There are several reasons to schedule checkups or health physical examination for children. It may be time for routine vaccinations. There may be a particular physical or behavioral issue of concern. It may be a requirement for participation in sports or camp. Whatever the reason for the appointment, all checkup visits have the same goal: to evaluate your child’s health and educate both parent and child for optimal growth and development.

Before your checkup, make a list of any concerns you want to discuss with the provider. Gather pertinent records (vaccine records, information from other physicians), any camp or sports forms that need to be signed, and names and dosages of current medications. For infants 2-18 months of age, you may give a dose of acetaminophen (Tylenol) before the visit as they may be getting vaccines. Click here for dosing guidelines.

We also encourage you to get online and read up on vaccines.

All checkups start with vital signs: weight, height, head circumference for babies, blood pressure for children 3 and up, and heart rates before and after exercise for sports physicals. Children ages 3 and up will need to provide a urine specimen. Kindergarten physicals also include hearing and vision screens. The nurse will then ask some questions concerning your child’s development, nutrition, any recent illnesses, or concerns you would like the provider to address.

The provider will evaluate your child’s growth, development, and immunization status. IT IS VERY IMPORTANT THAT YOU PROVIDE US WITH AN UP-TO-DATE COPY OF YOUR CHILD’S VACCINES. Then all children receive a head-to-toe examination (this includes teens for sports and camp). We allow our teen patients to decide whether or not they would like their parent to remain in the room for the exam. (helpful hint: if your child is embarrassed to be examined in their underwear, have them wear a bathing suit instead) Afterwards, we can discuss any concerns you may have about your child. Again, for teens, we request some time for the patient to have the opportunity to discuss any issues alone with the physician that they may not want to discuss in front of their parent.
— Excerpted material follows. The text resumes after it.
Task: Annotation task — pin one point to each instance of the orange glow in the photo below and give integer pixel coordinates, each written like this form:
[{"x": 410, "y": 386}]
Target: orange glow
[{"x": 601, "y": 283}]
Remember, many of the things teens ask us about in private are NOT the world-changing issues you may be worried about.

NOTE:

  • For parents who have extensive concerns about their child’s behavior or school problems, we suggest a “parent conference”. We schedule these immediately after lunch so we can have extra time to discuss these complicated issues.
  • After the provider is finished, the nurse will return to perform vaccines and blood work. Most infants will receive vaccines at 2, 4, 6, 12, 15 and 18 months. Children typically receive vaccines at age 4 or 5 years, then again when they are 11 or 12 years old. You can follow the links provided to get more information about the different immunizations offered at each visit. You can also visit the CDC website, www.cdc.gov,  for additional information.
  • Please remember to bring your pre-participation forms for sports or camp, so we can fill these out during your visit. Make sure to complete the “medical history” section prior to the checkup (it MUST be complete before the physician can sign off on the form). For school sports in Georgia, you can download and print the sports physical form here on our website.
  • For infants and toddlers receiving vaccines, we recommend giving Tylenol every 4-6 hours for the 24 hours following the injections. The most common vaccine side effects are fever (usually low grade), crankiness, sleepiness, minor swelling at the injection site. Your nurse and physician can discuss vaccines with you in more detail during your visit.
  • Checkups should be fun (at most ages) and informative, not just a requirement to be completed. Please feel free to ask ANY questions regarding your child. We’re here to help you and your child.
  • You may want to print the Sports participation forms from our website, fill them and bring them with you. This will shorten the time you spend during your visit.